Agricultural Insurance Co. of Watertown v. Biltz

64 P.2d 1042, 57 Nev. 370, 1937 Nev. LEXIS 10
CourtNevada Supreme Court
DecidedFebruary 5, 1937
Docket3154
StatusPublished
Cited by20 cases

This text of 64 P.2d 1042 (Agricultural Insurance Co. of Watertown v. Biltz) is published on Counsel Stack Legal Research, covering Nevada Supreme Court primary law. Counsel Stack provides free access to over 12 million legal documents including statutes, case law, regulations, and constitutions.

Bluebook
Agricultural Insurance Co. of Watertown v. Biltz, 64 P.2d 1042, 57 Nev. 370, 1937 Nev. LEXIS 10 (Neb. 1937).

Opinion

*375 OPINION

By the Court, Ducker, J.:

Plaintiff brought this action to recover the full amount of a policy for the destruction by fire of a building owned by him and known as the Club Crystal. At the time of the fire plaintiff held two other policies covering the building, one being issued by the Eagle Star & British Dominions Insurance Company Limited of London, England, for $3,500, and the other being issued by the Westchester Fire Insurance Company of New York, for $3,000, on which suits were also instituted. The policies contain the same provisions except as to amount. The suit against the London company was removed to the federal court.

The complaint in this case contains the usual allegations for recovery on a fire insurance policy. The answer admits the refusal to pay the full amount of *376 the policy, alleges the inability of the parties to agree on the amount of the loss, the submission of the controversy pursuant to policy provisions to two appraisers and an umpire, the award by one of the appraisers and the umpire, in the sum of $864, the offer and willingness of the company to pay the same, and the refusal of the insured to accept it.

The reply admits these allegations and prays that the award be set aside on certain equitable grounds, and that plaintiff have judgment against defendant for $2,000, the amount of the policy. Finding for plaintiff on all issues, the court set aside the award and entered judgment for him in the sum of $2,000 damages, with interest thereon at the legal rate from April 6, 1935, the date of the award.

The appeal is from the judgment and order denying defendant’s motion for a new trial. We will continue to refer to the parties as they were in the court below.

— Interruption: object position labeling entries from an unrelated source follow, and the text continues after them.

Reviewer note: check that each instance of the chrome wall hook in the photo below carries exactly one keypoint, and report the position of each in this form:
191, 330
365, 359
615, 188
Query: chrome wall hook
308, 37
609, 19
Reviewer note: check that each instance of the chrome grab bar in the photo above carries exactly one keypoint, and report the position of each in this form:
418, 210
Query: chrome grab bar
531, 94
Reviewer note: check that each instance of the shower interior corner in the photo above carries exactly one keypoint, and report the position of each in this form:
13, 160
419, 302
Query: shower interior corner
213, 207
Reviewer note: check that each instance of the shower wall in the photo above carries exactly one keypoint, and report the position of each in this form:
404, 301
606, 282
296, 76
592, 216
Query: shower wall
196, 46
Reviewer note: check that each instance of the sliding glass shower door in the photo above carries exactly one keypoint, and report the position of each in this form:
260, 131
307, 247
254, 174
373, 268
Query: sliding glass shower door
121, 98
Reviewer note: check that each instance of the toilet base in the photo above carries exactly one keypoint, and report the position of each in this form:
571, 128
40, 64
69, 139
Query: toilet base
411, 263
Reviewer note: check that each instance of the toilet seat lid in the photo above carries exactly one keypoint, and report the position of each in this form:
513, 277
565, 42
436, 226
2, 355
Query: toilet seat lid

Plaintiff and defendant’s adjuster, having been unable to settle the loss, the parties had recourse to arbitration under the following provisions of the policy:

“In the event of a disagreement as to the amount of loss the same shall, as above provided, be ascertained by two competent and disinterested appraisers, the insured and this company each selecting one, and the two so chosen shall first select a competent and disinterested umpire; the appraisers together shall then estimate and appraise the loss, stating separately the sound value and damage, and failing to agree shall submit their differences to the umpire; and the award of any two shall determine the amount of such loss.”

Plaintiff appointed one Georges W. Lott as an appraiser, and defendant appointed one Frank Maloney. These appraisers, who were in fact arbitrators, selected one J. R. Wolert, as umpire. The award was made by Maloney and Wolert in the sum stated in the answer. Lott refused to join in it.

Defendant contends, first, that we should reverse *377 the judgment because the plaintiff, in the appointment of an appraiser, and throughout, sought an unfair and unconscionable advantage in the arbitration. Accordingly, it is argued that the court should apply the equitable maxim that he who comes into equity must come with clean hands, and leave the parties where they were found at the inception of the litigation. We need not determine this point because the record does not disclose that it was urged in the court below. It is well established in this jurisdiction by a long line of decisions that a point not urged in the lower court will not be considered on appeal. McLeod v. Lee, 17 Nev. 103, 28 P. 124; Studebaker Bros. Co. v. Witcher, 44 Nev. 468, 199 P. 477; Bralis v. Flanges, 45 Nev. 178, 199 P. 475; Paterson v. Condos, 55 Nev. 260, 30 P. (2d) 283.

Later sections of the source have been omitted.